O tratamento deve ser realizado com acompanhamento médico especializado
O uso das chamadas “canetas emagrecedoras” tem se popularizado nos últimos anos, impulsionado principalmente pelas redes sociais e pela busca por resultados rápidos no emagrecimento. O crescimento da procura por estes medicamentos acende um alerta entre especialistas sobre os riscos do uso sem acompanhamento médico adequado e sem monitoramento da saúde do paciente.
Desenvolvidos originalmente para o tratamento do diabetes tipo 2 e da obesidade, esses medicamentos atuam no controle do apetite e da glicemia. No entanto, a utilização para fins estéticos tem aumentado a preocupação de profissionais da saúde devido às possíveis complicações associadas ao uso inadequado.
A Dra.

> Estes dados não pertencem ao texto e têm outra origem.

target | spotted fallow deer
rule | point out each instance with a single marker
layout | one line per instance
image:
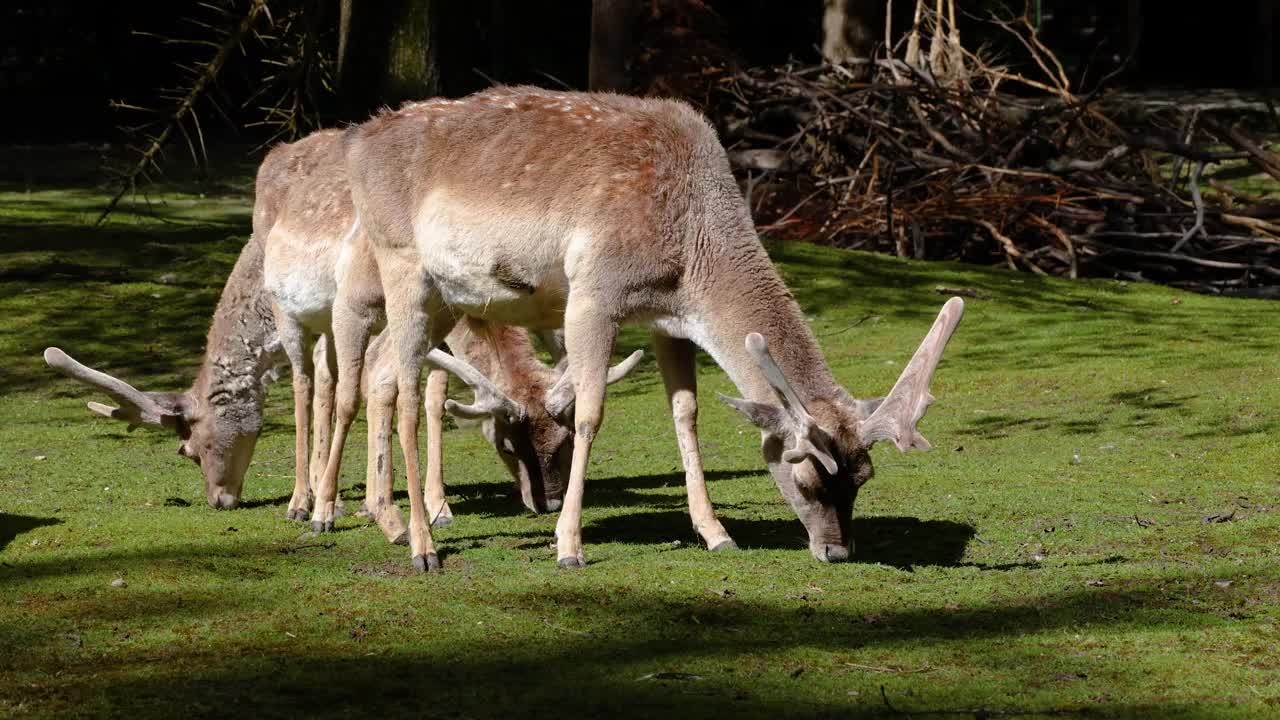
(320, 273)
(219, 418)
(588, 210)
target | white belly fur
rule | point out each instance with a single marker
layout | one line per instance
(304, 291)
(461, 250)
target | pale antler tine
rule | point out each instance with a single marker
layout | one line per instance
(904, 406)
(480, 383)
(759, 350)
(136, 406)
(562, 393)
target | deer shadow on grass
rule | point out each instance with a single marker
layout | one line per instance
(13, 525)
(608, 650)
(896, 541)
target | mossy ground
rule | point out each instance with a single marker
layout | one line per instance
(1054, 552)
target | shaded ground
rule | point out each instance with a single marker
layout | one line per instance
(1096, 531)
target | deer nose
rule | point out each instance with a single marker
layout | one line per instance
(832, 554)
(223, 501)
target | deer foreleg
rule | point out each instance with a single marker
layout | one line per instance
(293, 341)
(589, 335)
(676, 358)
(438, 507)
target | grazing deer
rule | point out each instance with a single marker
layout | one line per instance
(586, 210)
(220, 417)
(320, 273)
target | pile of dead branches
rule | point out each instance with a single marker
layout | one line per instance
(947, 154)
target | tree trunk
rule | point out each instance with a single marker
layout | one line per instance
(848, 31)
(612, 24)
(385, 54)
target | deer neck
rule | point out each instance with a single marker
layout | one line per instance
(744, 296)
(238, 351)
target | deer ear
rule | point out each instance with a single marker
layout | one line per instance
(896, 415)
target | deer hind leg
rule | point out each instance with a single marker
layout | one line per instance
(293, 341)
(589, 335)
(379, 483)
(325, 364)
(411, 305)
(438, 507)
(350, 333)
(676, 358)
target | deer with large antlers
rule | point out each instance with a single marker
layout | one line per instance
(588, 210)
(219, 418)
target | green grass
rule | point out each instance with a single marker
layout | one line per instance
(1052, 552)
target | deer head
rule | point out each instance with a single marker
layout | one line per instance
(531, 425)
(817, 451)
(216, 423)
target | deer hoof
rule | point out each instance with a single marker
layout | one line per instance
(428, 563)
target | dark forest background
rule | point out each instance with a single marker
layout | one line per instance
(63, 62)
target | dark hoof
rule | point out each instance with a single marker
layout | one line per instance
(428, 563)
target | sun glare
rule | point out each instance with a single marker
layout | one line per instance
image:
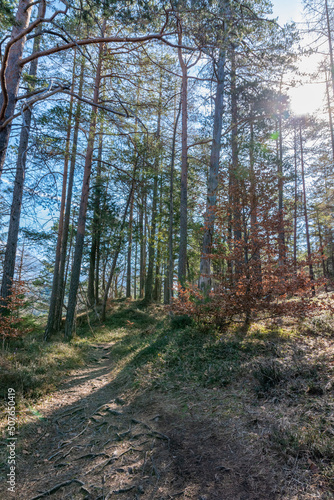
(307, 99)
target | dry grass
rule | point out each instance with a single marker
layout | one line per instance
(196, 415)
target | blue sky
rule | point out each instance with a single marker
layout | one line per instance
(287, 10)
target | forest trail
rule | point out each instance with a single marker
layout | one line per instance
(101, 436)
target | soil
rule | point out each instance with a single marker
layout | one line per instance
(91, 441)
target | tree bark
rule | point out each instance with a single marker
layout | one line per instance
(129, 256)
(305, 208)
(15, 215)
(170, 269)
(93, 272)
(75, 276)
(209, 217)
(118, 249)
(13, 72)
(50, 328)
(182, 264)
(57, 298)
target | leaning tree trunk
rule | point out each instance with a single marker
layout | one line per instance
(14, 222)
(50, 328)
(57, 293)
(209, 217)
(11, 79)
(129, 256)
(75, 276)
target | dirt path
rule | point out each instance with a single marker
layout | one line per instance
(94, 442)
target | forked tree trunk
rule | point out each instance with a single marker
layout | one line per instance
(13, 72)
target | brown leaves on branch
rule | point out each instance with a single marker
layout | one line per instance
(249, 278)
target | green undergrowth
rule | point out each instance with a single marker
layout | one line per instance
(286, 370)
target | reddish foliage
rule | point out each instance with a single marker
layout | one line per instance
(253, 274)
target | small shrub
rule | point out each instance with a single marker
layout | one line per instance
(319, 325)
(269, 374)
(179, 322)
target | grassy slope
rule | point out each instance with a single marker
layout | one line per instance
(276, 383)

Jeruza Brandão Assad (CRM-BA 12317/CREMERJ 52-0134691-I/ RJ), médica especializada em Endocrinologia e Metabologia e parceira do IHEF, explica que o tratamento exige acompanhamento médico prévio. “É um tratamento metabólico, com critérios, riscos e titulação. Trata-se de modificações em estilo de vida à longo prazo, em atividades físicas de rotina, em mudanças comportamentais pertinentes a uma vida mais saudável, em desenvolvimento de estratégias para que não haja reganho de peso. O acompanhamento médico é essencial para um tratamento eficaz e sem riscos”, destaca.
Diante deste cenário, a realização de exames assume o papel essencial para garantir segurança durante todo o processo, especialmente, os exames de imagem que ajudam a mapear riscos e investigar sintomas durante o tratamento. Exames como ultrassonografia abdominal, tomografia computadorizada e ressonância magnética permitem avaliar órgãos diretamente relacionados ao metabolismo e identificar precocemente alterações que possam indicar complicações.
“Estes exames não são protocolares para o tratamento, mas ajudam a detectar cálculos na vesícula ou sinais de doença biliar, avaliar esteatose hepática e alterações hepatobiliares e a investigar causas de dor abdominal”, explica a especialista.
Riscos
Entre os principais riscos associados ao uso inadequado das canetas emagrecedoras está a pancreatite, uma inflamação do pâncreas que pode provocar dor abdominal intensa, náuseas e necessidade de atendimento hospitalar. Os exames de imagem são fundamentais tanto para confirmar o diagnóstico quanto para avaliar a gravidade do quadro e orientar o tratamento adequado.
Além disso, a rápida perda de peso pode favorecer o surgimento de cálculos biliares, condição que também pode ser identificada antes mesmo do aparecimento de sintomas mais graves.
A especialista alerta para os sinais clínicos que indicam a necessidade de realizar uma investigação para evitar complicações. “Em casos de dor abdominal intensa e persistente, vômitos, dificuldade para ingerir líquidos, febre, urina escura e icterícia (pele e/ou olhos amarelados) é recomendado a avaliação imediata por um profissional especializado”, conclui Dra. Jeruza Brandão Assad.